WHY WERE the brothers afraid of Joseph? The midrash tells us that after Jacob was buried, Joseph did not hurry back to Egypt from Hebron. He journeyed to the north of Canaan, to Dotan, to the site where his brothers had thrown him into a pit before selling him. He wanted to see that pit before returning to Egypt. The brothers inferred from this that Joseph was reverting to that period when the tension between them was high, leading to the terrible act of throwing him into a pit and selling him. This made them fear what was to come.
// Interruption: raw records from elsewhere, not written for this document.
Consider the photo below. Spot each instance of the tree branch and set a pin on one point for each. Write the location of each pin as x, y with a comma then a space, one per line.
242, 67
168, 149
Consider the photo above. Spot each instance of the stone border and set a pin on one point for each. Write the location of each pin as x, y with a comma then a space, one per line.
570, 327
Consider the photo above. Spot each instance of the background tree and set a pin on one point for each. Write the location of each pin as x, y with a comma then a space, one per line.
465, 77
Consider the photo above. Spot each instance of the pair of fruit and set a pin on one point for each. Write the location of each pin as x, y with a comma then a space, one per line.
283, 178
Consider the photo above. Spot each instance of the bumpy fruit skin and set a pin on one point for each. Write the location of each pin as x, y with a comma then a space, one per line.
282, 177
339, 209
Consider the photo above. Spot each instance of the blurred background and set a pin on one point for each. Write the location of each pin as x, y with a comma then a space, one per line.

But why did Joseph go to see that pit?

Our sages tell us the following:

Joseph went to make a blessing over that pit where his brothers had thrown him. As a person should do over a place where a miracle was done for him, he said: “Blessed be God, who made me a miracle in this place!” (Tanhuma on Vayehi)

Joseph went to the pit to remember the miracle that happened to him when he wasn’t left in the pit to die. The brothers interpreted his action as reason for revenge, but Joseph was focused on gratitude to God for His graces and wanted to express gratitude for the miracle.

Remembering the miracle and gratitude to God for every event in his life were cornerstones of Joseph’s life. In light of this, we are not surprised to read Joseph’s answer to his brothers:

“Indeed, you intended evil against me, [but] God designed it for good!” (Gen. 50:20)

“Indeed, you intended evil against me, [but] God designed it for good!”

Genesis 50:20

This is how the cycle of Joseph stories ends, with a message from Joseph that echoed throughout his life: Instead of focusing on accusing others, we should focus on gratitude to God. A life of gratitude rather than of blame leads to forgiveness and making peace with others and will ultimately repair any relationship and make it a happy one.■

The writer is rabbi of the Western Wall and holy sites.